After Sprawl came Adelaide band Horror My Friend, another post-punk outfit making the room buzz with a hornets’ nest of guitar over drums that are played with wild abandon. They picked up the pace from Sprawl with a sunny, optimistic surf sound that makes you long for summer.

They’re nicely placed before the much darker “dream doom stoner rock” trio Puck, whose more sprawling than Sprawl’s sounds took the evening well into the dark night. Puck uses rhythmic unison riffs across the guitar and bass that open out to a drone with sustained chords, the kind of stuff that you can let your heavy stoner thoughts wander to.

Fourth on the bill was Mt. Mountain, who carried on from the stoner rock feel established by Puck, shaking off the metal riffs and adding some echoey reverb to the sound.
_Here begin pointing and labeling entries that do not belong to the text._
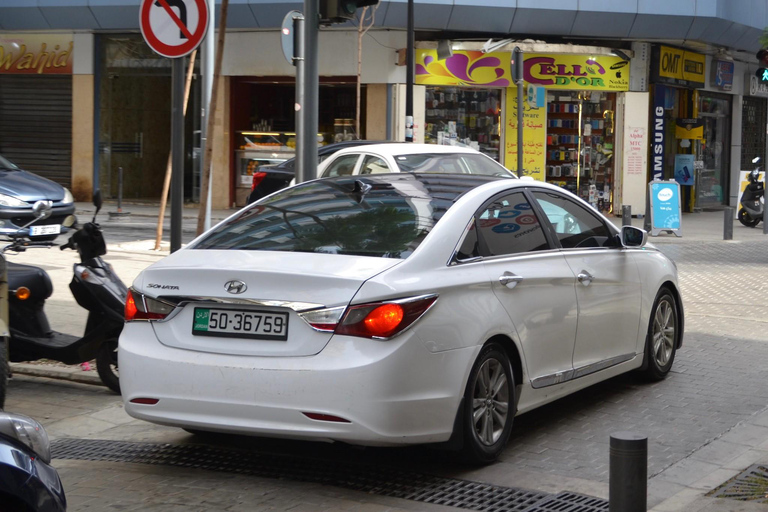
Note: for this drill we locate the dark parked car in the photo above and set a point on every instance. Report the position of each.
(28, 483)
(19, 190)
(271, 178)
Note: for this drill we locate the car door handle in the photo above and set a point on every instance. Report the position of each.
(509, 279)
(585, 278)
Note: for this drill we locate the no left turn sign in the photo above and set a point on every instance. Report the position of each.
(173, 28)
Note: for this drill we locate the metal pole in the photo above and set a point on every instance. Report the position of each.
(626, 215)
(177, 151)
(520, 110)
(120, 190)
(628, 472)
(310, 90)
(207, 71)
(301, 140)
(409, 64)
(728, 223)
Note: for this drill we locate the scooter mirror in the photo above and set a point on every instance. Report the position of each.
(97, 199)
(42, 209)
(69, 221)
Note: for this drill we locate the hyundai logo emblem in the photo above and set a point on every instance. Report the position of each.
(235, 286)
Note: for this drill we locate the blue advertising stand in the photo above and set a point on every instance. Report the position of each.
(666, 208)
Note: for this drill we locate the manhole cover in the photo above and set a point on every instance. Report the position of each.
(750, 485)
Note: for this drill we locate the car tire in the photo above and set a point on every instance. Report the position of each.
(489, 406)
(106, 365)
(746, 219)
(663, 335)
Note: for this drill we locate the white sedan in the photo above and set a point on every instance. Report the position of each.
(422, 158)
(396, 309)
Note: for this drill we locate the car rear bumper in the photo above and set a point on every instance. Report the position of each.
(391, 393)
(30, 481)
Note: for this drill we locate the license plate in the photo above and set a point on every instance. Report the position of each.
(50, 229)
(241, 323)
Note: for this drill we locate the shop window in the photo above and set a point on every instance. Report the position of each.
(463, 115)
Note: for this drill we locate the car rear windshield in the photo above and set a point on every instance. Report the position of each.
(452, 163)
(370, 216)
(7, 164)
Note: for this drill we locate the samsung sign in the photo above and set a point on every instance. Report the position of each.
(657, 147)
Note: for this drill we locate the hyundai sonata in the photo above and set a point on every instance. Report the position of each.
(396, 309)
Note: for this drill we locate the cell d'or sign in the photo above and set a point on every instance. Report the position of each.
(665, 207)
(173, 28)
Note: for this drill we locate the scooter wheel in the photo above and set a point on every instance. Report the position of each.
(106, 365)
(746, 219)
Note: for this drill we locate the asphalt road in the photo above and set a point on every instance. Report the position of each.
(717, 385)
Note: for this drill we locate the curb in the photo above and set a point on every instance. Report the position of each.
(72, 374)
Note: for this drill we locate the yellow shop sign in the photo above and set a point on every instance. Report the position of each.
(36, 53)
(577, 72)
(464, 68)
(679, 67)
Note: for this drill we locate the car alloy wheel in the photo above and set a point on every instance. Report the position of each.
(664, 330)
(490, 403)
(663, 335)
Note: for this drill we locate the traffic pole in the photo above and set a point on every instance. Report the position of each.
(177, 151)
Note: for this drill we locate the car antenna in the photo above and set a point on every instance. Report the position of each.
(360, 190)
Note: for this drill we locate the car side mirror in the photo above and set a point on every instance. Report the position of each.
(633, 237)
(42, 209)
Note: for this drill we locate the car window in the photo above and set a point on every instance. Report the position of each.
(452, 163)
(574, 225)
(342, 166)
(388, 220)
(374, 165)
(507, 226)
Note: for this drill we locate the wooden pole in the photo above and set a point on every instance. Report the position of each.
(167, 180)
(211, 116)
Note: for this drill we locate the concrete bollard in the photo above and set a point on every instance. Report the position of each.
(628, 473)
(728, 223)
(626, 215)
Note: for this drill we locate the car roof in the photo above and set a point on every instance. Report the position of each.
(406, 148)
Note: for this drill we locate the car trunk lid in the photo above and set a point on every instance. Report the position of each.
(267, 292)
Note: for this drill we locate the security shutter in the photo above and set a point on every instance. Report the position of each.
(36, 124)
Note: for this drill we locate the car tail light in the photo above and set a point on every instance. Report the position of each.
(140, 307)
(380, 320)
(257, 177)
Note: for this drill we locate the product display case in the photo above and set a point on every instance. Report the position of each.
(580, 138)
(464, 115)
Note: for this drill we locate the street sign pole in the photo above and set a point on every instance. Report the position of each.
(308, 108)
(177, 151)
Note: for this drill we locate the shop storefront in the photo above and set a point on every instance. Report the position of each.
(569, 113)
(690, 127)
(36, 103)
(263, 121)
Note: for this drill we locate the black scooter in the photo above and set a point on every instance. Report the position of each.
(94, 285)
(753, 199)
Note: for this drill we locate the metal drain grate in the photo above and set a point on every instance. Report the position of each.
(570, 502)
(384, 481)
(750, 485)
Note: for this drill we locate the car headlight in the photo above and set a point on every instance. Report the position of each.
(6, 200)
(28, 432)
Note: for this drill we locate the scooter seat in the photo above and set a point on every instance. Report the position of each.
(34, 278)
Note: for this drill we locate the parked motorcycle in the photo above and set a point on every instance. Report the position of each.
(753, 199)
(94, 286)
The Perth five-piece seem to have been on a long sojourn out in the Mojave desert, stopping off in the Mississippi Delta for an infusion of languid swampy blues.
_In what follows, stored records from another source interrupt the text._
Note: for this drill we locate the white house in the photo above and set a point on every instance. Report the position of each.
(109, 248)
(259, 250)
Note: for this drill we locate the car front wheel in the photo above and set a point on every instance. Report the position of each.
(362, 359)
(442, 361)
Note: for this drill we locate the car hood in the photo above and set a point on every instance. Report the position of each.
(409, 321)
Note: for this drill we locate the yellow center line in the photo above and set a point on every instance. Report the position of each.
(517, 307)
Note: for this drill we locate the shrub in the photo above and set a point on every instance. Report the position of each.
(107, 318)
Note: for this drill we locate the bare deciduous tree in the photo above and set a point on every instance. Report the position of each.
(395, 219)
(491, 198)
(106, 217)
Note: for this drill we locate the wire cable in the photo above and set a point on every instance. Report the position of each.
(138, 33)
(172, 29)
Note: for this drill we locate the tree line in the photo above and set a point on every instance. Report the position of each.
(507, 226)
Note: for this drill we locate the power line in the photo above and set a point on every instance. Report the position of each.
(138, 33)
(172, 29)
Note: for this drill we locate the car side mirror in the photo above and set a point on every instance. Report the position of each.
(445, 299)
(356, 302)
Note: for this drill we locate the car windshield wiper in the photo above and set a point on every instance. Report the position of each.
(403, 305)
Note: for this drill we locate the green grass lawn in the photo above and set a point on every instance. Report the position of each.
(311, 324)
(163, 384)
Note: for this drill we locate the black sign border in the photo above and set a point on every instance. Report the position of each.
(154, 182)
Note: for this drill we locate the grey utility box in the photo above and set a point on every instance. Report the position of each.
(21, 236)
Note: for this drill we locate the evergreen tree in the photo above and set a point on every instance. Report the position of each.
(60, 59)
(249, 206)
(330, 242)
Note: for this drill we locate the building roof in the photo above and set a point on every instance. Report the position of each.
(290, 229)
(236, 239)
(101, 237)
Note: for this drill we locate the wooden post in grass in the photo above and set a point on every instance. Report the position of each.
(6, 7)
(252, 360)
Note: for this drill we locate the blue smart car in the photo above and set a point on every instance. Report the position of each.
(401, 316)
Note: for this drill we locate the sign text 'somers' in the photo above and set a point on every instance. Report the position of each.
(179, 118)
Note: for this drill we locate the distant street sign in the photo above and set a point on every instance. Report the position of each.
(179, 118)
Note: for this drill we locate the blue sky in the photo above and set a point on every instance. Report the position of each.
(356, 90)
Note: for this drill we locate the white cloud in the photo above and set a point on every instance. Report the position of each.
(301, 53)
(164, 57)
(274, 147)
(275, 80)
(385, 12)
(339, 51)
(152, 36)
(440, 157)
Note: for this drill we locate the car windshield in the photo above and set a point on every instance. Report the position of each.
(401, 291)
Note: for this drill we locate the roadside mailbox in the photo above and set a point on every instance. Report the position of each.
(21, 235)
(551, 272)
At last, the tour of rock influences culminated with the entry of The Love Junkies to the Rosemount stage, whose pithy, catchy tunes incorporated hints of all the sounds that had preceded them on stage. Each track was a uniquely different experience, proving that the Junkies are adept at many different styles. But rather than giving the impression that they’re searching for a musical identity, they’re avoiding being pigeonholed and demonstrating what has made them rise to the fore. They’re a tight, driven ensemble that draws a hugely enthusiastic response from the crowd, with shirtless fans rushing the stage and crowd-surfing in a kind of reckless, Freo good-vibe freakout. There is plenty of hard stuff to bang your head to, but it’s not mindless; there is some musical method behind the madness, intentional or not.

The result was a high energy set that had the power to knock the wind out of one particular asthmatic fan, and left the rest of the crowd considerably sweatier and more naked than when they came in.